Longtemps journaliste à Libération, quotidien à la création duquel ont largement participé, en 1973, ceux qu’on appelait "maos Spontex", Pascale Nivelle est une bonne connaisseuse de la Chine et de son histoire moderne. Elle travaille aujourd’hui au Monde et, pour commémorer à sa façon les 40 ans de la mort de Mao Zedong, a choisi de s’intéresser à ce qui demeure son "fait d’armes" le plus délirant : le Petit Livre rouge. Une "bombe spirituelle", selon son signataire - à défaut d’être son initiateur ou son concepteur : l’avait-il même lu ? -, dont on a dit un temps que c’était l’ouvrage le plus vendu après la Bible : 2 milliards d’exemplaires en 52 langues et dans 150 pays.
Le livre connut pourtant des débuts modestes et une carrière agitée, en fonction des luttes internes au pouvoir chinois - Mao contesté, affaibli ou tout-puissant, sa femme, Jiang Qing, à la manœuvre dans les coulisses, son dauphin, Lin Biao, brutalement éliminé. Et une éclipse totale dès avant la mort du Grand Timonier. Aujourd’hui en Chine même, raconte Pascale Nivelle, on ne le trouve plus guère que comme souvenir pour les touristes, parmi les boules à neige sur la Cité interdite, et les jeunes ne savent même pas ce que c’était. Quel instrument redoutable dans les mains de leurs parents, gardes rouges durant la Révolution culturelle, la plus grande machine de propagande, de lavage de cerveau, de folie et de terreur collective, d’éradication du patrimoine que le monde ait connue. C’était en 1966-1967-1968, dans un autre siècle.
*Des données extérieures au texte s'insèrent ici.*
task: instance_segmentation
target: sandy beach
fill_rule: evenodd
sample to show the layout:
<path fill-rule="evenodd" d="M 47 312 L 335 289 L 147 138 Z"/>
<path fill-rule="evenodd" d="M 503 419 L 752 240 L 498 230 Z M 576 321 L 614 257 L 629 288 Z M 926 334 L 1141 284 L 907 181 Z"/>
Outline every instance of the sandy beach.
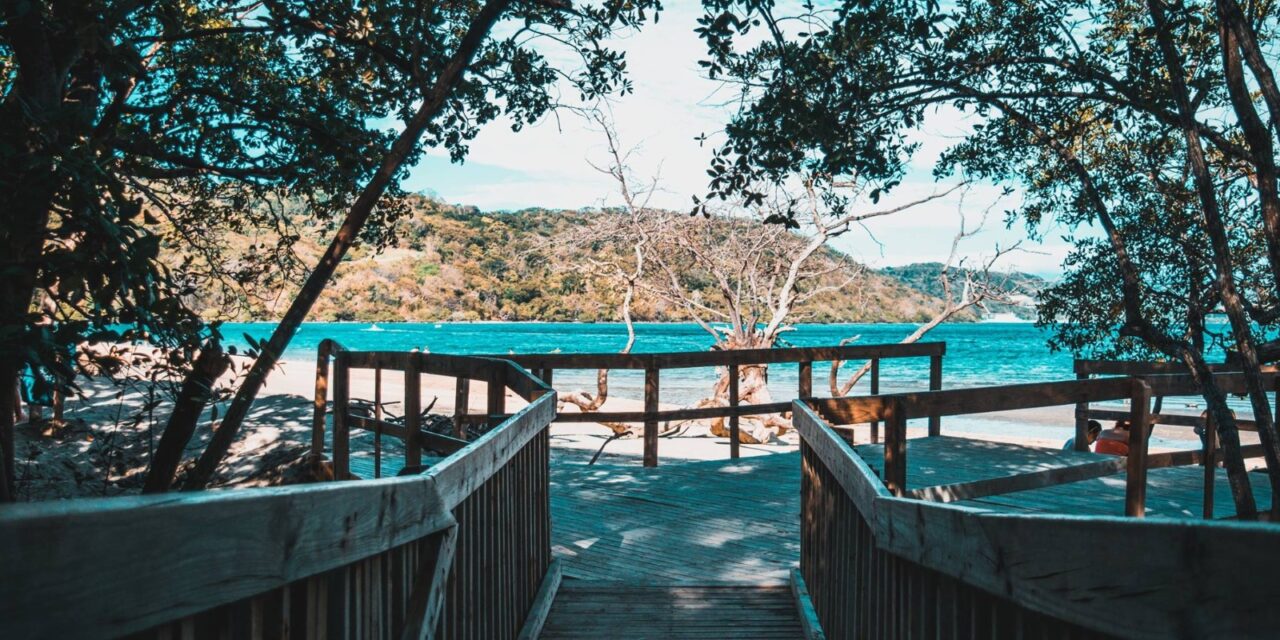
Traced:
<path fill-rule="evenodd" d="M 229 380 L 224 380 L 228 383 Z M 435 375 L 422 376 L 422 406 L 433 413 L 453 415 L 454 380 Z M 136 493 L 141 488 L 155 443 L 168 419 L 170 404 L 164 393 L 142 380 L 87 380 L 81 397 L 69 398 L 65 424 L 24 424 L 17 429 L 18 495 L 26 500 L 73 497 L 101 497 Z M 352 371 L 352 398 L 374 399 L 374 374 Z M 390 415 L 401 412 L 403 375 L 384 372 L 381 399 Z M 305 456 L 311 442 L 315 397 L 315 365 L 285 361 L 269 378 L 246 421 L 230 454 L 220 468 L 215 486 L 259 486 L 288 481 L 289 465 Z M 790 399 L 790 398 L 776 398 Z M 485 383 L 470 388 L 471 412 L 481 412 L 486 402 Z M 524 401 L 507 394 L 508 411 L 518 410 Z M 1169 408 L 1180 407 L 1170 404 Z M 663 408 L 677 408 L 663 404 Z M 602 411 L 640 411 L 640 398 L 611 396 Z M 206 411 L 197 433 L 187 448 L 195 458 L 204 451 L 211 424 L 225 411 L 225 403 Z M 562 411 L 576 411 L 572 404 Z M 1036 447 L 1062 447 L 1074 433 L 1073 407 L 1011 411 L 995 415 L 954 416 L 942 420 L 943 433 L 996 442 Z M 1193 412 L 1193 410 L 1183 410 Z M 845 430 L 849 433 L 850 430 Z M 854 442 L 870 442 L 868 425 L 851 428 Z M 913 421 L 909 436 L 924 435 L 924 422 Z M 557 424 L 552 442 L 566 458 L 600 460 L 611 463 L 639 463 L 643 442 L 636 438 L 611 438 L 608 428 L 596 424 Z M 366 456 L 372 449 L 372 434 L 357 431 L 352 438 L 353 456 Z M 1243 434 L 1245 443 L 1257 442 L 1254 434 Z M 1153 451 L 1197 447 L 1189 429 L 1161 428 L 1152 438 Z M 768 444 L 742 444 L 742 456 L 788 453 L 799 447 L 794 431 Z M 602 451 L 603 448 L 603 451 Z M 728 457 L 727 438 L 710 436 L 705 425 L 689 425 L 659 440 L 658 456 L 664 463 L 680 461 L 719 460 Z M 385 456 L 398 456 L 402 447 L 394 438 L 383 439 Z"/>

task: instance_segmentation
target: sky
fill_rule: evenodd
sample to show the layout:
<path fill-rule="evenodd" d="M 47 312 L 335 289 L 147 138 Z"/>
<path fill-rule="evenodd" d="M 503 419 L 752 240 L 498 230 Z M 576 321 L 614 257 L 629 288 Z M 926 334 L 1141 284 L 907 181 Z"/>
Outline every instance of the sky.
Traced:
<path fill-rule="evenodd" d="M 692 197 L 707 192 L 708 161 L 717 132 L 732 113 L 735 95 L 707 78 L 698 67 L 704 54 L 694 33 L 699 5 L 668 3 L 657 24 L 646 24 L 639 33 L 613 44 L 626 52 L 635 87 L 634 93 L 609 104 L 614 127 L 623 147 L 632 148 L 628 159 L 632 172 L 659 178 L 660 191 L 652 205 L 672 210 L 689 210 Z M 931 170 L 938 154 L 964 131 L 965 122 L 957 114 L 931 114 L 919 133 L 920 150 L 906 179 L 879 205 L 868 202 L 865 207 L 893 206 L 946 191 L 951 184 L 936 183 Z M 700 134 L 710 136 L 710 142 L 699 143 L 695 138 Z M 593 164 L 607 164 L 603 133 L 585 116 L 562 111 L 518 133 L 502 120 L 490 123 L 471 143 L 463 164 L 452 164 L 445 152 L 433 150 L 412 169 L 404 187 L 483 210 L 617 205 L 617 186 Z M 1050 278 L 1060 274 L 1062 257 L 1070 248 L 1059 238 L 1061 232 L 1051 229 L 1044 234 L 1047 239 L 1038 243 L 1027 238 L 1020 224 L 1006 229 L 1004 211 L 1016 201 L 997 202 L 997 189 L 977 187 L 963 201 L 957 193 L 870 220 L 864 229 L 837 238 L 835 247 L 873 268 L 943 261 L 961 214 L 972 229 L 983 211 L 991 209 L 982 230 L 960 246 L 968 264 L 991 256 L 997 246 L 1005 248 L 1021 241 L 1021 250 L 1004 256 L 1000 269 Z"/>

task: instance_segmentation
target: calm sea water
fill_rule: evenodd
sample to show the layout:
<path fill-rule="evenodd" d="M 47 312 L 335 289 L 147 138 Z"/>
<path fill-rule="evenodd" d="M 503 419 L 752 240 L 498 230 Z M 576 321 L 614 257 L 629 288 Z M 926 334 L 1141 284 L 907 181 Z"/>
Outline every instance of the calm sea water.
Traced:
<path fill-rule="evenodd" d="M 786 334 L 790 346 L 817 347 L 838 344 L 840 340 L 859 337 L 859 344 L 896 343 L 915 330 L 910 324 L 822 324 L 799 325 Z M 274 324 L 227 324 L 224 335 L 230 344 L 246 346 L 243 334 L 257 340 L 270 335 Z M 308 323 L 302 326 L 284 353 L 285 360 L 314 361 L 320 340 L 333 338 L 356 351 L 408 351 L 425 349 L 433 353 L 500 355 L 539 353 L 559 349 L 566 353 L 617 352 L 626 343 L 622 324 L 575 323 Z M 942 383 L 947 389 L 1016 384 L 1075 378 L 1069 353 L 1052 353 L 1044 330 L 1025 323 L 948 324 L 931 332 L 925 340 L 946 342 Z M 636 352 L 700 351 L 712 346 L 712 339 L 694 324 L 640 324 L 636 325 Z M 845 366 L 849 374 L 856 362 Z M 814 392 L 824 394 L 829 365 L 814 365 Z M 664 370 L 660 379 L 664 403 L 689 406 L 705 398 L 714 384 L 710 369 Z M 557 371 L 556 385 L 561 389 L 594 389 L 594 371 Z M 796 394 L 796 365 L 769 367 L 769 389 L 774 399 L 791 399 Z M 613 397 L 640 399 L 643 397 L 643 371 L 616 371 L 609 376 Z M 881 365 L 881 390 L 883 393 L 920 390 L 928 388 L 928 358 L 886 360 Z M 867 393 L 867 380 L 854 393 Z M 1198 413 L 1198 398 L 1169 398 L 1166 411 Z M 1242 415 L 1248 413 L 1243 399 L 1230 404 Z M 1111 408 L 1120 408 L 1119 404 Z M 1070 438 L 1073 431 L 1071 408 L 1057 407 L 1055 419 L 1037 428 L 1046 438 Z M 1023 433 L 1028 425 L 1009 420 L 979 416 L 952 416 L 946 419 L 947 429 L 972 433 Z M 1157 447 L 1194 445 L 1194 436 L 1181 434 L 1166 440 L 1153 436 Z M 1189 444 L 1190 442 L 1190 444 Z"/>
<path fill-rule="evenodd" d="M 230 343 L 244 347 L 242 334 L 255 339 L 270 335 L 273 324 L 228 324 L 224 334 Z M 910 334 L 910 324 L 814 324 L 799 325 L 785 334 L 797 347 L 832 346 L 841 339 L 860 337 L 859 344 L 895 343 Z M 559 349 L 567 353 L 617 352 L 626 343 L 622 324 L 575 323 L 308 323 L 294 337 L 285 360 L 312 360 L 316 346 L 333 338 L 349 349 L 408 351 L 433 353 L 538 353 Z M 943 384 L 947 388 L 1010 384 L 1021 381 L 1066 380 L 1074 378 L 1071 356 L 1051 353 L 1047 334 L 1025 323 L 982 323 L 941 325 L 925 340 L 947 343 L 943 358 Z M 636 325 L 636 352 L 701 351 L 712 339 L 694 324 Z M 845 372 L 855 364 L 846 365 Z M 814 390 L 827 387 L 829 366 L 814 366 Z M 664 402 L 689 403 L 705 393 L 712 372 L 704 369 L 667 370 L 662 374 Z M 795 394 L 795 365 L 769 367 L 769 387 L 780 398 Z M 881 365 L 882 390 L 924 389 L 928 387 L 928 358 L 887 360 Z M 557 385 L 591 385 L 593 371 L 557 371 Z M 861 383 L 865 388 L 865 381 Z M 643 374 L 621 371 L 611 378 L 611 393 L 641 396 Z"/>

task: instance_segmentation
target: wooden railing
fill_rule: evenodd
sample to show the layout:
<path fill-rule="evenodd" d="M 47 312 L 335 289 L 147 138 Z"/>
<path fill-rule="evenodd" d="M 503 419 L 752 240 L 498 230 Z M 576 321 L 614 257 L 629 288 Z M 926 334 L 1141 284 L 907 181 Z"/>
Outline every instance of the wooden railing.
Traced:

La vraie naissance du Petit Livre rouge, en fait un répertoire de citations indigestes et fumeuses, remonte à 1961-1962, alors que le président Mao se trouvait dans une mauvaise passe politique. Ses séides, Lin Biao et Jiang Qing, avaient imaginé ce médium pour renforcer leur emprise sur le pays, à destination des paysans illettrés qui formaient la masse de l’Armée populaire de libération. Mais ce n’est qu’à partir de 1966, début de la Révolution culturelle, que l’ouvrage deviendra une arme de persuasion massive, et une sorte de talisman.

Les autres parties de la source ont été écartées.